Pulsar connector overview

Messaging systems are most powerful when you can easily use them with external systems like databases and other messaging systems.

Pulsar IO connectors enable you to easily create, deploy, and manage connectors that interact with external systems, such as Apache Cassandra, Aerospike, and many others.

Concept

Pulsar IO connectors come in two types: source and sink.

This diagram illustrates the relationship between source, Pulsar, and sink:

Pulsar IO diagram

Source

Sources feed data from external systems into Pulsar.

Common sources include other messaging systems and firehose-style data pipeline APIs.

For the complete list of Pulsar built-in source connectors, see source connector.

Sink

Sinks feed data from Pulsar into external systems.

Common sinks include other messaging systems and SQL and NoSQL databases.

For the complete list of Pulsar built-in sink connectors, see sink connector.

Processing guarantee

Processing guarantees are used to handle errors when writing messages to Pulsar topics.

Pulsar connectors and Functions use the same processing guarantees as below.

Delivery semanticDescription
at-most-onceEach message sent to a connector is to be processed once or not to be processed.
at-least-onceEach message sent to a connector is to be processed once or more than once.
effectively-onceEach message sent to a connector has one output associated with it.

Processing guarantees for connectors not just rely on Pulsar guarantee but also relate to external systems, that is, the implementation of source and sink.

  • Source: Pulsar ensures that writing messages to Pulsar topics respects the processing guarantees. It is within Pulsar’s control.

  • Sink: the processing guarantees rely on the sink implementation. If the sink implementation does not handle retries in an idempotent way, the sink does not respect the processing guarantees.

Set

When creating a connector, you can set the processing guarantee with the following semantics:

  • ATLEAST_ONCE

  • ATMOST_ONCE

  • EFFECTIVELY_ONCE

If --processing-guarantees is not specified when creating a connector, the default semantic is ATLEAST_ONCE.

Take Admin CLI as an example. For more information about REST API or JAVA Admin API, see here.

  • Source
  • Sink
  1. bin/pulsar-admin sources create \
  2. --processing-guarantees ATMOST_ONCE \
  3. # Other source configs

For more information about the options of pulsar-admin sources create, see here.

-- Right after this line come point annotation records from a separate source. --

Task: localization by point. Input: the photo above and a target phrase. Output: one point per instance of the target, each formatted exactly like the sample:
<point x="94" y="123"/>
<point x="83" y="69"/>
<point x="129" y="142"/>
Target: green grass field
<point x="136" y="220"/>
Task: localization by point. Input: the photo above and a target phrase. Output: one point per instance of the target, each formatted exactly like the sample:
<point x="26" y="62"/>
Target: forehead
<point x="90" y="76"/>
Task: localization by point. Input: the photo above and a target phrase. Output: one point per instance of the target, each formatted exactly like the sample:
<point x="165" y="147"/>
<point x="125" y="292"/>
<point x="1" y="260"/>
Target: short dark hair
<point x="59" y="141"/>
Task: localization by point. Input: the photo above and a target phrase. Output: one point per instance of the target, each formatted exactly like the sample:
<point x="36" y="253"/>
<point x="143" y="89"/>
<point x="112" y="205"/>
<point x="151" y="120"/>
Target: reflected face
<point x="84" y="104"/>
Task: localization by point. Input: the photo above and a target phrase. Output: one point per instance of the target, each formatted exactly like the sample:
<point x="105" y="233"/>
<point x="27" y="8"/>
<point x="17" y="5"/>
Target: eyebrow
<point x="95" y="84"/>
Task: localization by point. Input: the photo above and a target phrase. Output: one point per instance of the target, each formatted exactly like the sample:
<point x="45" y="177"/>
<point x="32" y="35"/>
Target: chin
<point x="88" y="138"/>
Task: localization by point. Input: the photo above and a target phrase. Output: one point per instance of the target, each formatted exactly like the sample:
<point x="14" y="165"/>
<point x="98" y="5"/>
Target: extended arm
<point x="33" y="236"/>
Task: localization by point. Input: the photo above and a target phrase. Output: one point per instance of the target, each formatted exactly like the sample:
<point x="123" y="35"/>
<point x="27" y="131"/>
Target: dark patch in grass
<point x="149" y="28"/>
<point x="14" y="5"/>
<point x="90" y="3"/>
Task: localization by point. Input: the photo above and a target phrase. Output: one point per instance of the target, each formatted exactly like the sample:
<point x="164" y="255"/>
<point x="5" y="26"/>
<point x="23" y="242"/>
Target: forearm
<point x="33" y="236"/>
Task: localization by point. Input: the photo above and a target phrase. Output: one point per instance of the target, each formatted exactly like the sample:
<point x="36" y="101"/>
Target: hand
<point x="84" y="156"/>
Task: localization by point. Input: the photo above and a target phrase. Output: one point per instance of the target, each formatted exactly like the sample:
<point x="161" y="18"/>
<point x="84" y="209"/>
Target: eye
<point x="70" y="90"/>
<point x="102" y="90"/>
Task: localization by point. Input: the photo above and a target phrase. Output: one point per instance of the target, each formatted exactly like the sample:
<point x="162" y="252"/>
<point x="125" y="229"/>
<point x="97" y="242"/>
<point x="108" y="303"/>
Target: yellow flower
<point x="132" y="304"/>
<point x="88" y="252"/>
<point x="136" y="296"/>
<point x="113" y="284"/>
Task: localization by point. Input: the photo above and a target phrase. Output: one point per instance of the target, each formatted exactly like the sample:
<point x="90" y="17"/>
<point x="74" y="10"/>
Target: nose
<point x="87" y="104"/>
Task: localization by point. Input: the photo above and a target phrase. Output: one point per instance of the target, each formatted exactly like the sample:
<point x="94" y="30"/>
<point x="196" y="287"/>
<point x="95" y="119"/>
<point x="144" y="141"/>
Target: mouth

  1. bin/pulsar-admin sinks create \
  2. --processing-guarantees EFFECTIVELY_ONCE \
  3. # Other sink configs

For more information about the options of pulsar-admin sinks create, see here.

Update

After creating a connector, you can update the processing guarantee with the following semantics:

  • ATLEAST_ONCE

  • ATMOST_ONCE

  • EFFECTIVELY_ONCE

Take Admin CLI as an example. For more information about REST API or JAVA Admin API, see here.

  • Source
  • Sink
  1. bin/pulsar-admin sources update \
  2. --processing-guarantees EFFECTIVELY_ONCE \
  3. # Other source configs

For more information about the options of pulsar-admin sources update, see here.

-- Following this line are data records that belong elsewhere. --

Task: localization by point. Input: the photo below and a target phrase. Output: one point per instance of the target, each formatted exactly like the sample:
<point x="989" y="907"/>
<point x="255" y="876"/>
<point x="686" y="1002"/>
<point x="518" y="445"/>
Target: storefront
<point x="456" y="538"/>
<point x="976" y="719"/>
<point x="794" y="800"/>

  1. bin/pulsar-admin sinks update \
  2. --processing-guarantees ATMOST_ONCE \
  3. # Other sink configs

For more information about the options of pulsar-admin sinks update, see here.

Work with connector

You can manage Pulsar connectors (for example, create, update, start, stop, restart, reload, delete and perform other operations on connectors) via the Connector Admin CLI with sources and sinks subcommands. For the latest and complete information, see Pulsar admin docs.

Connectors (sources and sinks) and Functions are components of instances, and they all run on Functions workers. When managing a source, sink or function via the Connector Admin CLI or Functions Admin CLI, an instance is started on a worker. For more information, see Functions worker.